Before I go further, let me say—and I might’ve said it before—that it is a pet peeve of mine when people ask textile artists about how long something took them to make. “I would run out of patience!” I’ve heard it a million times. This concept rarely comes up in other mediums—I can’t imagine someone asking a painter this, and I’ve always taken it as a slight when fiber arts conjure of the question of time well spent versus concept or aesthetics or provocation. I’m seeing things differently these days—seeing the commentary as a sign of appreciation as time well spent, possibly awe, and often a nostalgia for a relative or memory that is triggered by the medium. I believe this show has enabled me to get to that other side of this annoyance, seeing it as a connective question above anything. Tying this tangent in with Constant’s work—the intricacy of Constant’s works is undeniable, and the time-well-spent conversation is, too. These works are exceptional structures of detail and composition—one can get lost in the composition of the details themselves and not even see the many individual compositions and narratives that exist within each piece—not to mention the grand composition of the whole piece itself.

But Constant’s work is more than an aesthetic marvel; it is a dialogue between past and present, spirituality and materiality, tradition and innovation. Many, if not all, of the thirteen drapo Vodou on display in this 3-story exhibition depict lwa (Vodou spirits), sacred vèvè (ritual symbols), and historical narratives. In her hands, beads and sequins transcend mere decoration—the expansive, large compositions demonstrate her deep reverence for the traditions that inspire her. “These pieces are not just decorative objects but serve as powerful spiritual artifacts and expressions of resilience, faith, and identity within Haitian culture.” 

Constant’s works are masterpieces. I urge you to go to Fort Gansevoort and marvel—be awed, be inspired, be moved by works of art that are technically humbling and artistically exceptional, compositionally layered, and that exude an uplifting, spiritual joyousness. My only advice is to not wait until the last day to see this show—you’ll want to return again and again. I’m going back tomorrow.

Special Mention—catch it while you can!
Daniela Gomez Paz

Walking through eyelets of fear, Aberturas al caminar
at Lyles & King, 19 Henry Street, NYNY 10002
On View: through April 5, 2025

Installation view from Daniela Gomez Paz’s exhibition at Lyles & King. Photo credit: Julie Schumacher

Daniela Gomez Paz’s exhibition, Walking through eyelets of fear, Aberturas al caminar, opened at Lyles & King gallery on February 28th and runs through April 5th.
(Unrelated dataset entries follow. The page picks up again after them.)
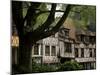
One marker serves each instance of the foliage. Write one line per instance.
(70, 66)
(83, 16)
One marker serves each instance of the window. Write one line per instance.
(76, 52)
(36, 49)
(92, 39)
(82, 38)
(47, 50)
(53, 51)
(90, 50)
(94, 52)
(82, 52)
(67, 33)
(68, 47)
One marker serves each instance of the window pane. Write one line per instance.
(68, 47)
(53, 51)
(47, 50)
(76, 52)
(36, 50)
(90, 52)
(82, 52)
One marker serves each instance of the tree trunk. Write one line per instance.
(25, 55)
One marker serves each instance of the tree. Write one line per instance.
(28, 34)
(84, 17)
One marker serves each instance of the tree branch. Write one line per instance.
(56, 28)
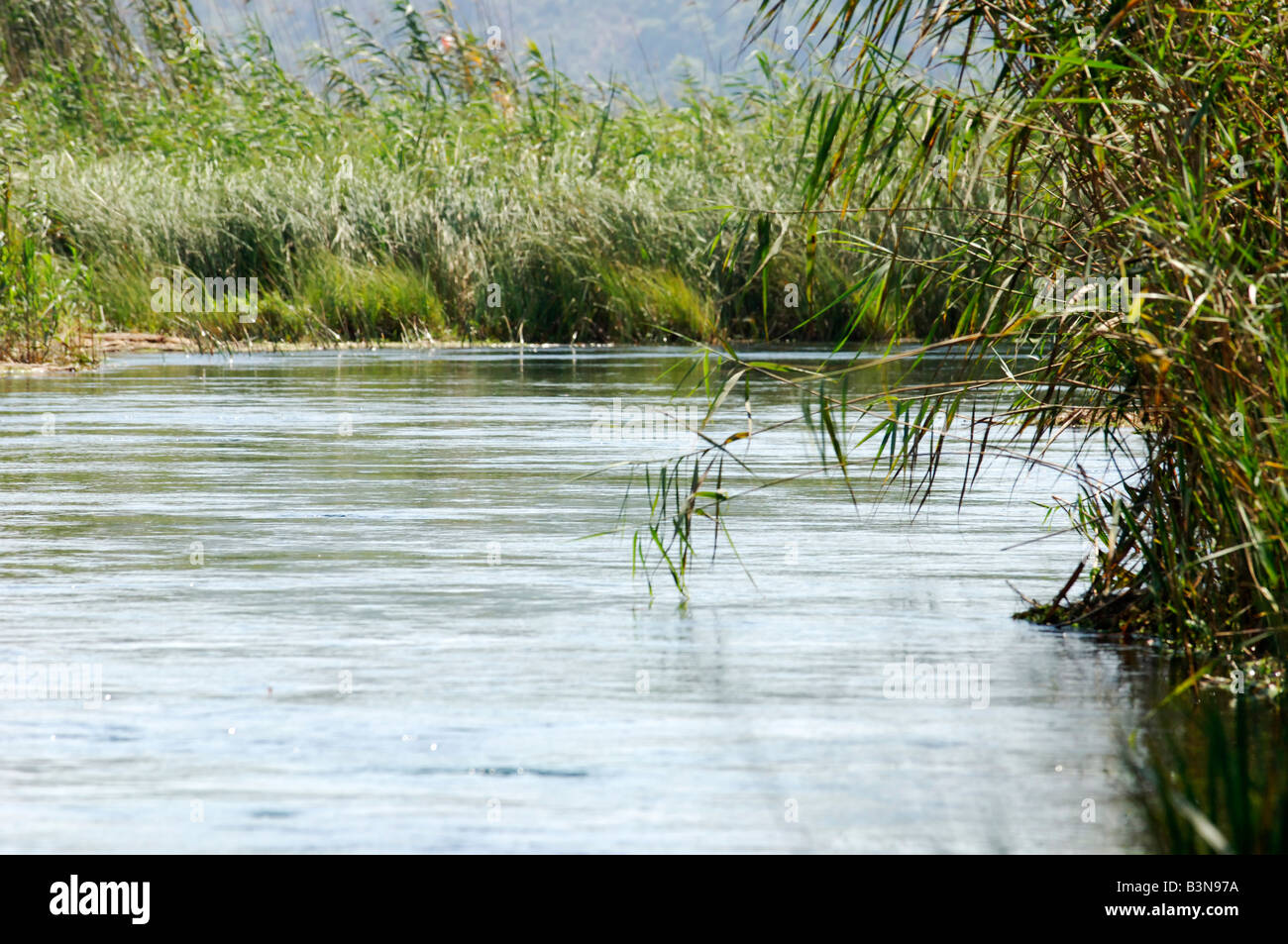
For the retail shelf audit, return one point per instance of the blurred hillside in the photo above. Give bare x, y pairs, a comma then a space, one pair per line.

In this exhibition, the materiality of fiber is on full display in that Gomez Paz purposely worked the threads, whose intended materiality, they write, is to be woven together to create something “thin, malleable, and fluid” into something “dense and impenetrable.” With them, Gomez Paz investigates “fear as an abstract concept, manifesting itself into things like loss, uncertainty, grief, and a lack of clarity.” These sculptures feel extraterrestrial and portal-like, and if you find yourself in Chinatown before April 5th, do yourself a favor and pay them a hello.